O argumento de Giannotti é que o papa quer subordinar, inclusive pela força (ver o final do artigo), a ciência a uma visão de fé (ecumênica até) com todos os desdobramentos que isso possa acarretar. É claro que isso não vai dar certo nunca!

O ponto aqui é que o papa argumenta sobre um assunto polêmico e extremamente necessário com as armas de que dispõe. Ou Giannotti esperava ver o papa pedindo desculpas (de novo!) a Galileu e assumindo a culpa na Inquisição? Este blog vem defendendo a reflexão, de preferência conjunta, como medida da razão desenfreada. O papa faz exatamente isso com sua linguagem metafísica e altamente conservadora. Mas o que deveríamos esperar de Ratzinger?

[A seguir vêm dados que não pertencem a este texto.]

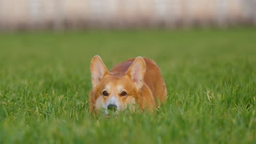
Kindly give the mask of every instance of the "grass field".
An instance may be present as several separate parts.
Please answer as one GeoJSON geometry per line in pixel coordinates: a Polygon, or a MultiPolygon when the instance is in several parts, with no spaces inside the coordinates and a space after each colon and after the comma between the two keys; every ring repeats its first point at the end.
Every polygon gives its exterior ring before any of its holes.
{"type": "Polygon", "coordinates": [[[256,28],[0,34],[0,143],[256,143],[256,28]],[[154,60],[155,114],[95,118],[90,62],[154,60]]]}

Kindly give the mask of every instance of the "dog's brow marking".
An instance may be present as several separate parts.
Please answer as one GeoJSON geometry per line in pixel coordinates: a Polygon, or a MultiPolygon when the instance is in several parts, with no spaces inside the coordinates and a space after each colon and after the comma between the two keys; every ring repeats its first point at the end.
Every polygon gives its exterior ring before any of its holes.
{"type": "Polygon", "coordinates": [[[109,85],[106,85],[106,86],[105,86],[105,90],[110,91],[110,88],[111,88],[111,86],[109,85]]]}

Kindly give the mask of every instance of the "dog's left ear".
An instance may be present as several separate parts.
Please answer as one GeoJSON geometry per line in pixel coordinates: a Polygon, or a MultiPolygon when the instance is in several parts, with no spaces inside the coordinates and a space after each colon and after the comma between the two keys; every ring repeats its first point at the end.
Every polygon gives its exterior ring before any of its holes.
{"type": "Polygon", "coordinates": [[[91,61],[90,70],[92,88],[94,89],[104,76],[108,73],[108,69],[100,56],[93,57],[91,61]]]}
{"type": "Polygon", "coordinates": [[[146,70],[146,66],[144,59],[141,57],[138,57],[127,70],[126,74],[130,76],[137,90],[139,90],[143,86],[146,70]]]}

O cientista produz um poder sobre o qual não tem controle. Giannotti chama isso de diabólico pois é ousado, transgressor, invasivo e agressivo. É quase ciência heavy-metal. Tudo bem. Mas acho bem mais diabólico, no sentido de “do Mal” (como dizem meus filhos) a apropriação desse conhecimento para outro fim que não minimizar as aflições da espécie humana e do planeta em geral, o que, no fundo, é quase a mesma coisa.

Discussão - 7 comentários

  1. aleph disse:

    Karl, não entendi a sua posição. Você comunga das idéias de Gianotti ou está do lado do nosso querido sumo pontífice?

  2. Karl disse:

    Bento 16 defende uma racionalidade científica compartilhada unida por pela verdade cristã. Giannotti arguto e debochado, associa ao método científico, um certo olhar que chama de diabólico.A linguagem de Bento 16 não faz sentido para Giannotti (e para toda comunidade científica, creio eu!). A linguagem de Giannotti é dawkiniana. Nem arranha convicções cristãs.Entretanto, o papa está certo quando afirma que a racionalidade ocidental deva ser de algum modo controlada. Erra no método de controle. Giannotti apenas denuncia o erro (que, aliás, todo mundo já sabia!)…Obrigado pela pergunta.

  3. aleph disse:

    Caro Karl, questão intrigante esta do “controle da racionalidade ocidental”. Você acredita que o III Reich passou do controle da racionalidade? É possível conciliar uma racionalidade excessiva, descontrolada, com a fé em Deus?

  4. Karl disse:

    O III Reich foi considerado pelos frankfurtianos como fruto de uma hiperracionalidade das teorias emancipatórias oriundas da Teoria Tradicional (cânone Platão-Descartes-Kant) do qual a servidão voluntária de La Boétie é visionária.Quanto a segunda questão: Acho que não, caríssimo Aleph. Refletir sobre a racionalidade pode, no máximo, produzir uma anti-racionalidade; nunca uma irracionalidade…

  5. aleph disse:

    Caro Karl, obrigado pelas respostas. Percebo que não estou lidando com peixe pequeno…Abraço!

  6. Karl disse:

    Isso significa que, ou não me fiz compreender – onde perco; ou me fiz intimidador ao caríssimo interlocutor – e perco duplamente…Como reparar?

  7. aleph disse:

    Não houve perdas, só ganhos!Abraço alviverde!